Today marks the birthday of the U.S. Marine Corps. One man who made the Corps proud that he claimed the title of Marine was Mitchell Paige. Born to Serbian immigrants, his dream was to be a Marine. He ended up in the hell of Guadalcanal during WWII.
Unfortunately, however, during a fight with the Japanese, the machine guns overheated, and the American and Japanese forces were soon fighting a brutal hand-to-hand battle. Following the first attack, the Japanese swept the American left flank. In the dark, Paige suddenly realized he was the only Marine from his company still manning his machine gun line.
Alone, surrounded by a vicious enemy, his gun shot from under him, Paige didn’t back down. US Marine Mitchell Paige was supposed to hold the line, and that’s what he was doing, even with no one else to help him.

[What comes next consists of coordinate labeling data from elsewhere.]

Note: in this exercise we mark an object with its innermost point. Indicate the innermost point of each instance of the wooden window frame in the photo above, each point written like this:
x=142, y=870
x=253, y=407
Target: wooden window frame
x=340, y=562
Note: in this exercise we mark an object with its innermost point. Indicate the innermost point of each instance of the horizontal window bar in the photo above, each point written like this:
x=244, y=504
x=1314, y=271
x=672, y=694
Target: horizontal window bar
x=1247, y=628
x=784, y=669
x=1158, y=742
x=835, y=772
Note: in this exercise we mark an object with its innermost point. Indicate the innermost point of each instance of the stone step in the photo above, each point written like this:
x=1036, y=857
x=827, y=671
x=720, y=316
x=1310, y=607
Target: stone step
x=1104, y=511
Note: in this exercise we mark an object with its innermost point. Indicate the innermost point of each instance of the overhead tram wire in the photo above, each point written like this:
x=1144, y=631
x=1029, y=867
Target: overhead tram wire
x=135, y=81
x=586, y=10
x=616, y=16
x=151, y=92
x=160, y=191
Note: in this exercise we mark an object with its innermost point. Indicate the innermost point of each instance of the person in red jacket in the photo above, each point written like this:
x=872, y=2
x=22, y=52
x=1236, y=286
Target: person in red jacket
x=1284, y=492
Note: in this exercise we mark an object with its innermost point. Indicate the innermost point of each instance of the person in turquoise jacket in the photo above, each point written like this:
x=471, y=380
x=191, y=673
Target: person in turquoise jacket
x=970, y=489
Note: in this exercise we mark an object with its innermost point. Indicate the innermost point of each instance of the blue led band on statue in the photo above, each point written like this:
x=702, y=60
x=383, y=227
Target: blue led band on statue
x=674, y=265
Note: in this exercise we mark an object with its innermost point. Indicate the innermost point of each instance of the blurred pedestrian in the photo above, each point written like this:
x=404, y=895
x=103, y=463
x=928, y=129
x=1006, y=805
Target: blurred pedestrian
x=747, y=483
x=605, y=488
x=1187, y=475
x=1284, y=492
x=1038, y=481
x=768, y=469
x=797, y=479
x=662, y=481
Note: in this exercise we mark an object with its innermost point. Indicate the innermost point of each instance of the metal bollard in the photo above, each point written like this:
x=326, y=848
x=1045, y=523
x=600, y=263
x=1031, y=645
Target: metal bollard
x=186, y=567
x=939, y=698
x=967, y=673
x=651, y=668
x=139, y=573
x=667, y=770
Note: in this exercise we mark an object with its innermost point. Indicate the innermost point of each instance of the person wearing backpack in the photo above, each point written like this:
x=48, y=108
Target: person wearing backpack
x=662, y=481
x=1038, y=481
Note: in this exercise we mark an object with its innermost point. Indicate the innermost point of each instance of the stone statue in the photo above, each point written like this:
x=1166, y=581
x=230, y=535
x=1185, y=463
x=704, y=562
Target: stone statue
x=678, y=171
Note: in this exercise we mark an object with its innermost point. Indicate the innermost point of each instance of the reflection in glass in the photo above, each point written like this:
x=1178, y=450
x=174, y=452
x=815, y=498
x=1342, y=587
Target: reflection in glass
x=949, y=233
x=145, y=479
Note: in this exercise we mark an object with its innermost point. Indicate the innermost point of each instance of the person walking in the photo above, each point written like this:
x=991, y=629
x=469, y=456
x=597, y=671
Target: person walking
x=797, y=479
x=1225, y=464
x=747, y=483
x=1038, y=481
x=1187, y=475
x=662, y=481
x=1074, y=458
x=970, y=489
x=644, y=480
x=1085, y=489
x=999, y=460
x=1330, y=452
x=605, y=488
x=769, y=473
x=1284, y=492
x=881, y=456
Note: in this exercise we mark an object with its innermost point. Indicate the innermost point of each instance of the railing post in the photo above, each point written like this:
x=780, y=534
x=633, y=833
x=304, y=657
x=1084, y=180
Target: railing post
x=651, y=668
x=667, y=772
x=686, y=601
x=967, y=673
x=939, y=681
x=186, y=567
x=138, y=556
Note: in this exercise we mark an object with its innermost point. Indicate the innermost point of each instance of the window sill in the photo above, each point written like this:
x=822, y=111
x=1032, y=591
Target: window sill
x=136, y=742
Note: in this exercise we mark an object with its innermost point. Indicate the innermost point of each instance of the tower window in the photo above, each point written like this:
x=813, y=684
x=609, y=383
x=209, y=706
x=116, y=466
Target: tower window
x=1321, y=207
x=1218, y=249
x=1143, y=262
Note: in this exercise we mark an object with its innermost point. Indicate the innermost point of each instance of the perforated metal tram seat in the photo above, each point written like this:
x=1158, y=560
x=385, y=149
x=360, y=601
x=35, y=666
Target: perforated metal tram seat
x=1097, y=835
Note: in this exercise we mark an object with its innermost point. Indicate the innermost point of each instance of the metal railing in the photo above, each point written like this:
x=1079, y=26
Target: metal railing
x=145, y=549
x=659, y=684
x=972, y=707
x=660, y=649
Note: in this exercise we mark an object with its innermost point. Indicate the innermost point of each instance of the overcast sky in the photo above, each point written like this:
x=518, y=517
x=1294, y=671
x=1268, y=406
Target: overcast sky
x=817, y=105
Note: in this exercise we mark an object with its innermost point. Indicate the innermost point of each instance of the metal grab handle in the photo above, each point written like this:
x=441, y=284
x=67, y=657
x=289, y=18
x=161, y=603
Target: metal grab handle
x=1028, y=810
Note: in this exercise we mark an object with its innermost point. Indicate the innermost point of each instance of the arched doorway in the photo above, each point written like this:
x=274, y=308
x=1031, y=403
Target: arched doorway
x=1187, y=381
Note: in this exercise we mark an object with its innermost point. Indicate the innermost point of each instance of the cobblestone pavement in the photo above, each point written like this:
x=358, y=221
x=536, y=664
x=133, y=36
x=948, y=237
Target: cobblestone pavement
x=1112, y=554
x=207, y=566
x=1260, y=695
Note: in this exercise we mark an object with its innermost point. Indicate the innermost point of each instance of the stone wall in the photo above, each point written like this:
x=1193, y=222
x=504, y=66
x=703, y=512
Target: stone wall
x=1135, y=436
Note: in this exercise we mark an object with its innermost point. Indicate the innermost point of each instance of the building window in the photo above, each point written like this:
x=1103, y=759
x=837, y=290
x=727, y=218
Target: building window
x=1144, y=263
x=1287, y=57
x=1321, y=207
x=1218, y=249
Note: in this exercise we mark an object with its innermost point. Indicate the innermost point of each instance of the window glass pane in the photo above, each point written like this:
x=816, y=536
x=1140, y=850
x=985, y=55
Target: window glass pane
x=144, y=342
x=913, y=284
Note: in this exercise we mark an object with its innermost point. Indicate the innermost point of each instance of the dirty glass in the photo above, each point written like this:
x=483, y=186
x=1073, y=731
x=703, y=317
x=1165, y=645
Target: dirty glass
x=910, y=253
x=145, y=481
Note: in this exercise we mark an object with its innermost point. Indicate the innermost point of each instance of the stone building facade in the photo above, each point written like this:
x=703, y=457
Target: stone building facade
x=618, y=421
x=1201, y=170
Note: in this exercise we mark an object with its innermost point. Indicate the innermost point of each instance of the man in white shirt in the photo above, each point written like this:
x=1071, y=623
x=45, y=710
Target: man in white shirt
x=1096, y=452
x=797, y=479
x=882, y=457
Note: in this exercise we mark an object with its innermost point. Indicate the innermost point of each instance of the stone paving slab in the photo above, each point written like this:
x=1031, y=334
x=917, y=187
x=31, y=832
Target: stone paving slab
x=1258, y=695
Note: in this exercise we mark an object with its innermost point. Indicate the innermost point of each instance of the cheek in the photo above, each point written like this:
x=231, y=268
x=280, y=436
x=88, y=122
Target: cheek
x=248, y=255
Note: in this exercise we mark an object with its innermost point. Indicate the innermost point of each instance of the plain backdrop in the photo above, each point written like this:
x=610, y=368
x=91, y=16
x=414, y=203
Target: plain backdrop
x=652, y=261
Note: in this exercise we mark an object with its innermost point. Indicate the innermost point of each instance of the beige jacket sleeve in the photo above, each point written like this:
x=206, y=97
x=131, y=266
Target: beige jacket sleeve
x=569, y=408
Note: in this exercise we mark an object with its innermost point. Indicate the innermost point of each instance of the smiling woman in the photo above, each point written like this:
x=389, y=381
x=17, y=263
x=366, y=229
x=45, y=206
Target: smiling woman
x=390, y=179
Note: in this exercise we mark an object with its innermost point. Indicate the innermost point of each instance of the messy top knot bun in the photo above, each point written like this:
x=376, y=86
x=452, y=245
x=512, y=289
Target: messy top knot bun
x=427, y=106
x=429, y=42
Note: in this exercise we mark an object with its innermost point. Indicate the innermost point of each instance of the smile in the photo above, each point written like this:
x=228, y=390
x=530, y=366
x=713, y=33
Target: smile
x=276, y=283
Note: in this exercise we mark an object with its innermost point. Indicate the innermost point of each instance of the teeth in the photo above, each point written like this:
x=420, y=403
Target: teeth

History Collection explains, “Paige found himself manning a machine gun position by himself, that was surrounded by an entire Japanese regiment. He kept pouring fire into the enemy, until his machine gun was shot up and put out of action. So he braved heavy fire and broke through enemy lines to a neighboring company.” Paige was facing an estimated 2,500+ Japanese opponents.

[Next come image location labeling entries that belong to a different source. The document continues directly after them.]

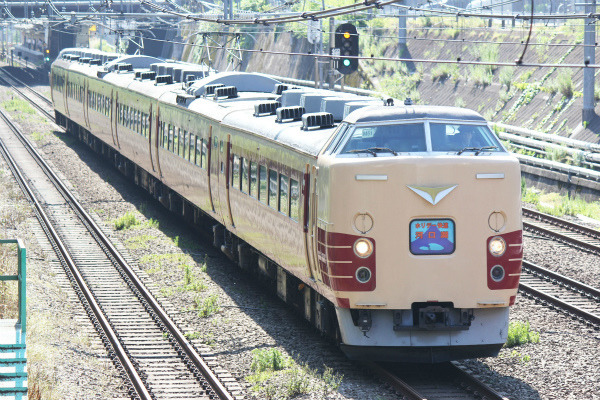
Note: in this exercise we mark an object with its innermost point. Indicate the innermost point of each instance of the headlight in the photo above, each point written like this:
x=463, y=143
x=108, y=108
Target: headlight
x=497, y=246
x=497, y=273
x=363, y=274
x=363, y=248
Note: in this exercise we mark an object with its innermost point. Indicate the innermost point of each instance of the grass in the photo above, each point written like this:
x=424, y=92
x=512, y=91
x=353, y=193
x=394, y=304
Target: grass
x=520, y=333
x=191, y=282
x=269, y=360
x=126, y=221
x=559, y=205
x=208, y=306
x=278, y=376
x=140, y=242
x=18, y=105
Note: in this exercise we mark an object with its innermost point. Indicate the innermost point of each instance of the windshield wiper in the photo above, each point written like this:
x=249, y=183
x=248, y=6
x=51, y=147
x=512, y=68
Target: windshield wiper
x=370, y=151
x=477, y=150
x=377, y=149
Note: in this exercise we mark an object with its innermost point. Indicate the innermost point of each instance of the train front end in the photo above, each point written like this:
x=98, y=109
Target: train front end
x=420, y=235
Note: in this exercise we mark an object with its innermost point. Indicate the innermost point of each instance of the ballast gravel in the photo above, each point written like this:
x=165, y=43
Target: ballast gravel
x=188, y=273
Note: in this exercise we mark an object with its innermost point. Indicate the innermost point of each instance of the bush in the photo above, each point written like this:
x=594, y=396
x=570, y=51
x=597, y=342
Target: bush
x=519, y=333
x=269, y=360
x=126, y=221
x=208, y=306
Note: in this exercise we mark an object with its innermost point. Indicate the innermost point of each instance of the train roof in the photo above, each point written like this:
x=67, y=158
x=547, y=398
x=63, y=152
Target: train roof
x=382, y=114
x=248, y=90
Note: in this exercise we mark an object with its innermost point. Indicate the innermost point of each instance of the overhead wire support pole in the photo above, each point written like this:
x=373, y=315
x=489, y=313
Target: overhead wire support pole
x=589, y=58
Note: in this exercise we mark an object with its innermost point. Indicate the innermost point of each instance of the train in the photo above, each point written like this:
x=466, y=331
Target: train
x=393, y=228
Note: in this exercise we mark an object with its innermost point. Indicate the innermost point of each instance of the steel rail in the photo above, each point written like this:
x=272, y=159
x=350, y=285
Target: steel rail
x=565, y=282
x=445, y=370
x=572, y=226
x=393, y=379
x=128, y=366
x=185, y=344
x=35, y=92
x=37, y=106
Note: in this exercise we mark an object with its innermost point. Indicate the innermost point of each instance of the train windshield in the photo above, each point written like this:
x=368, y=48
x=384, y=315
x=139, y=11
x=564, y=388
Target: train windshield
x=393, y=139
x=460, y=138
x=401, y=138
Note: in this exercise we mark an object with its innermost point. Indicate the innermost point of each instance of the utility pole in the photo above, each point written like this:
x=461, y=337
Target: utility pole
x=401, y=30
x=589, y=57
x=330, y=73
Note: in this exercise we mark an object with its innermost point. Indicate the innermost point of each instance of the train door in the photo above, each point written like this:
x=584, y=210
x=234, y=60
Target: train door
x=66, y=96
x=86, y=103
x=114, y=114
x=224, y=181
x=310, y=220
x=152, y=138
x=214, y=166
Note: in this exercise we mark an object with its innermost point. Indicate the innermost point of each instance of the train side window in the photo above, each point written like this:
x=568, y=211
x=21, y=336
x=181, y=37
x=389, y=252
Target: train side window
x=294, y=200
x=198, y=150
x=284, y=195
x=138, y=122
x=182, y=144
x=170, y=137
x=262, y=187
x=178, y=142
x=192, y=157
x=253, y=180
x=273, y=189
x=186, y=145
x=204, y=153
x=245, y=175
x=235, y=172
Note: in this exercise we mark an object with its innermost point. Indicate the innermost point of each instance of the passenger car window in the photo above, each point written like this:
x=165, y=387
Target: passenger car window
x=401, y=138
x=283, y=194
x=244, y=175
x=204, y=152
x=294, y=200
x=262, y=187
x=253, y=180
x=273, y=189
x=456, y=137
x=235, y=173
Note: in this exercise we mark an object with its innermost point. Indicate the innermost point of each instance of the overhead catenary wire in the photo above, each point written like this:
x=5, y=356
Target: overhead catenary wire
x=458, y=61
x=368, y=4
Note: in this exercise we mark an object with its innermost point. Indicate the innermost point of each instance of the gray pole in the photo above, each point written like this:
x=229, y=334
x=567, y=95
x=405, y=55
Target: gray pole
x=589, y=57
x=401, y=29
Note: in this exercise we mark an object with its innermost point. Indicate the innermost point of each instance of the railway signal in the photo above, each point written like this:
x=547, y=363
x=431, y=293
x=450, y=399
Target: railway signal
x=346, y=40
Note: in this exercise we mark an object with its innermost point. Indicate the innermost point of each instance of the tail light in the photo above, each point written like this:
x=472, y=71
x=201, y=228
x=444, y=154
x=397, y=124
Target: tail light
x=504, y=258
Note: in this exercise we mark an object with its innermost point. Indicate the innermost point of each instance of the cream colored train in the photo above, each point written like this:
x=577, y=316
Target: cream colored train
x=395, y=229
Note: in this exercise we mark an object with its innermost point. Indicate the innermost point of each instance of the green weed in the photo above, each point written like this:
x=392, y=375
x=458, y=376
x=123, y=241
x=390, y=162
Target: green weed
x=140, y=242
x=269, y=360
x=19, y=105
x=208, y=306
x=519, y=333
x=190, y=281
x=125, y=221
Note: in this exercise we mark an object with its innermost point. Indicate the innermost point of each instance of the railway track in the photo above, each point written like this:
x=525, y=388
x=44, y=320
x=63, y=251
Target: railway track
x=560, y=292
x=570, y=233
x=432, y=382
x=37, y=100
x=150, y=351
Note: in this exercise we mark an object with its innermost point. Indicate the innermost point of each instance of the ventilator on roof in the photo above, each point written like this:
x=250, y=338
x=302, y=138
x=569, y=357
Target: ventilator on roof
x=228, y=92
x=266, y=108
x=320, y=120
x=210, y=89
x=293, y=113
x=166, y=79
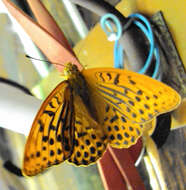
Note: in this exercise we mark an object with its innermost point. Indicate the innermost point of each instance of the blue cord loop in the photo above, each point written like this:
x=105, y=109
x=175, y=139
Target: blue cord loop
x=144, y=25
x=107, y=21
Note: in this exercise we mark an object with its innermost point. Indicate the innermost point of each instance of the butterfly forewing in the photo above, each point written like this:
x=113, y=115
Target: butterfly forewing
x=52, y=134
x=125, y=101
x=137, y=97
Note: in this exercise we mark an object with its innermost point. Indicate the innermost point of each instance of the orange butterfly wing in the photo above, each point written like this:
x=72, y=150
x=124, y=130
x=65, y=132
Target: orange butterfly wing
x=125, y=101
x=90, y=141
x=52, y=134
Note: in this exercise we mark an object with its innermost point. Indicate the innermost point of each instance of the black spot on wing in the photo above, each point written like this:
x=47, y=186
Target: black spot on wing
x=116, y=80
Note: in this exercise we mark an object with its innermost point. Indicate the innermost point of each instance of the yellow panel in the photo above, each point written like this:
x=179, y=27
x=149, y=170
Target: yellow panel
x=96, y=51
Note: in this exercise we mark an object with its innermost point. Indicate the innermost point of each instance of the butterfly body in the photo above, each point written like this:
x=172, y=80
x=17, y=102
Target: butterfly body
x=88, y=111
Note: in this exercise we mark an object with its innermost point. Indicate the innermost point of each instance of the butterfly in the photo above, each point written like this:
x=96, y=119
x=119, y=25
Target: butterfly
x=88, y=111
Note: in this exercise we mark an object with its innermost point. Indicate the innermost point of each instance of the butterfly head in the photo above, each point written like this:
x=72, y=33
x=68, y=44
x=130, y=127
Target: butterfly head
x=70, y=70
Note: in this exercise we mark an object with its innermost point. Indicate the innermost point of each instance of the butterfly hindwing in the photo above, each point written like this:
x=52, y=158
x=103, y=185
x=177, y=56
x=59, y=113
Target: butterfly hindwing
x=90, y=141
x=125, y=101
x=51, y=137
x=137, y=97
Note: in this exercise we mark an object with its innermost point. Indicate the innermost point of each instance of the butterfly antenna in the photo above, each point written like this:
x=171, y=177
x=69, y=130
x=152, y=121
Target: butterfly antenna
x=28, y=56
x=8, y=165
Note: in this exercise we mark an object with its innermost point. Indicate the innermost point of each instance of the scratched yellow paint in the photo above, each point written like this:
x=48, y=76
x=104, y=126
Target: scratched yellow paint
x=96, y=51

He found and commandeered a gun from the different company. He also found some riflemen, and in the morning Paige had them fix bayonets and charge the Japanese under heavy fire.
Paige’s last stand found the Marine alternating between four machine guns. When one was out of action, he moved to the next. But that wasn’t all—Paige also charged down a hill to disrupt a Japanese regrouping. And Paige held the line.